A comparative study of catalytic activity on iron-based carbon nanostructured catalysts with Pd loading: Using the Box-Behnken design (BBD) method in the Suzuki-Miyaura coupling

Highly dispersed palladium nanoparticles immobilized on surface-modified Fe3O4 NPs and magnetic carbon nanostructures (CNSs; carbon nanotubes/graphene oxide) were synthesized and applied as a recyclable and reusable nanocatalyst to achieve palladium (II)-catalyzed Suzuki-Miyaura reaction of arylboronic acid with aryl bromides. Carbon nanostructures with immobilized hydantoin (PH)-Pd complex display excellent stability, including a high performance at low catalyst loading. Magnetic separation prevents catalyst centrifuge or filtration and also contributes to practical techniques for recovery. Next, a response surface method based on a three-level Box-Behnken design was used, which involved three factors: catalyst loading, reaction time, and solvent.

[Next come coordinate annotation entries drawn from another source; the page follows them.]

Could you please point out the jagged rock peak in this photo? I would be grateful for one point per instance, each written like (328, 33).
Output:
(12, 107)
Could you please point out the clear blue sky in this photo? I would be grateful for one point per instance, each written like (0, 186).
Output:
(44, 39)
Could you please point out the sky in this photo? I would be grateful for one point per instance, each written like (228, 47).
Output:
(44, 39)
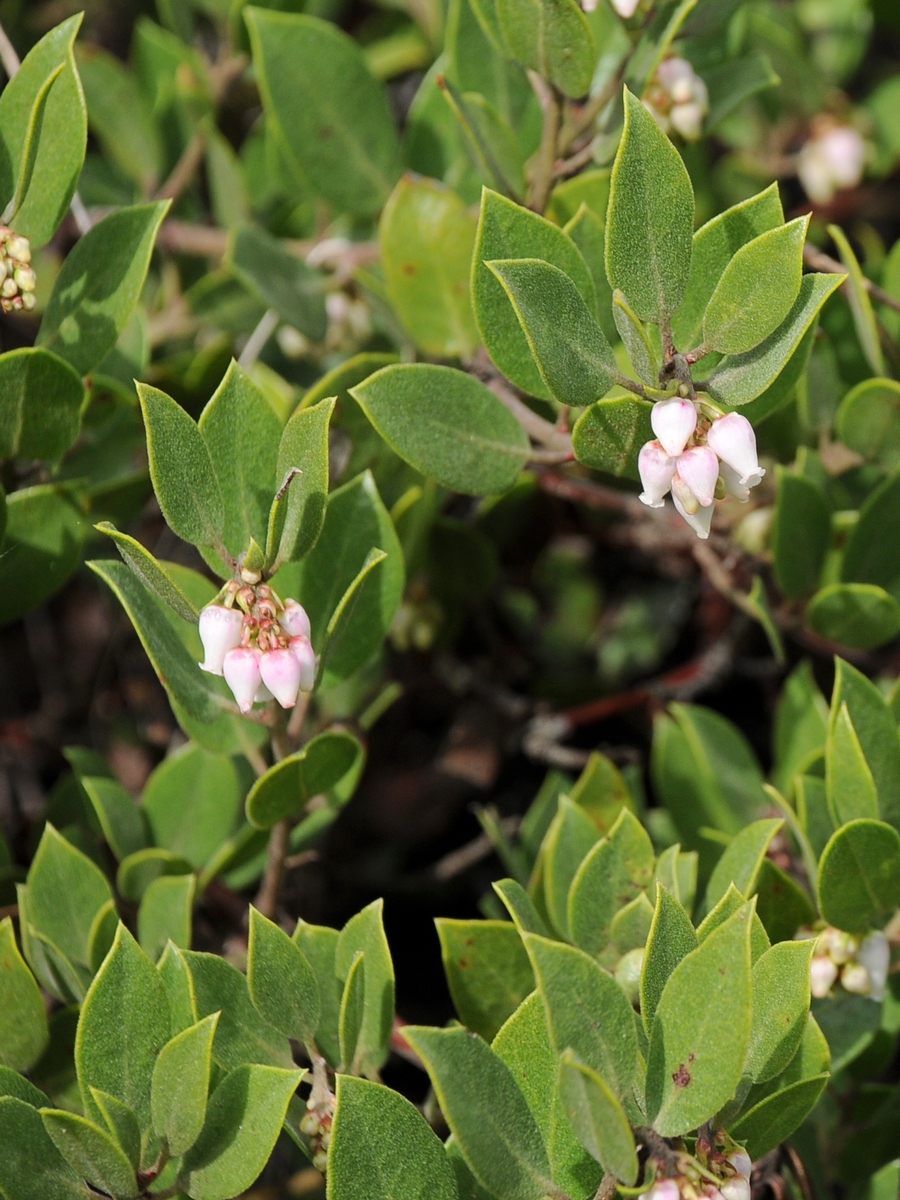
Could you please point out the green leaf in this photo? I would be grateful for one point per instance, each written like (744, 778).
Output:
(282, 984)
(124, 1025)
(671, 939)
(427, 235)
(507, 231)
(859, 875)
(287, 787)
(42, 545)
(365, 933)
(598, 1119)
(447, 425)
(587, 1011)
(714, 246)
(857, 615)
(23, 1019)
(61, 870)
(742, 861)
(41, 407)
(180, 1085)
(570, 837)
(241, 436)
(859, 301)
(193, 832)
(119, 816)
(298, 511)
(780, 1006)
(93, 1152)
(181, 469)
(553, 39)
(801, 534)
(165, 913)
(612, 875)
(355, 521)
(756, 291)
(341, 137)
(523, 1044)
(150, 573)
(571, 352)
(382, 1147)
(701, 1030)
(61, 141)
(651, 219)
(609, 435)
(487, 970)
(244, 1120)
(486, 1111)
(99, 286)
(281, 280)
(30, 1165)
(869, 421)
(741, 378)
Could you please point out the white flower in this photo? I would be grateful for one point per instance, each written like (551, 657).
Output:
(657, 469)
(220, 631)
(243, 675)
(733, 441)
(673, 421)
(281, 675)
(875, 957)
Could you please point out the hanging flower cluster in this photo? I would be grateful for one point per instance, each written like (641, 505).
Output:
(697, 459)
(677, 99)
(859, 964)
(17, 279)
(259, 645)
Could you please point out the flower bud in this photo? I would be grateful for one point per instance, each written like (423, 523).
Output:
(822, 975)
(241, 672)
(875, 955)
(673, 421)
(294, 619)
(657, 471)
(281, 675)
(733, 439)
(306, 657)
(220, 630)
(699, 468)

The Box-Behnken method was advantageous to parameters optimization for obtaining a yield, with high efficiency and accuracy. As a result of catalytic tests, the TONs and TOFs were calculated from all coupling reactions. The prepared nano-magnetic catalysts, after the catalysis reaction, can be easily recovered through the magnetic field. Evaluated catalytic performance indicates that these types of catalysts can function as effective recyclable catalysts at least five times without losing the initial level of catalytic activity.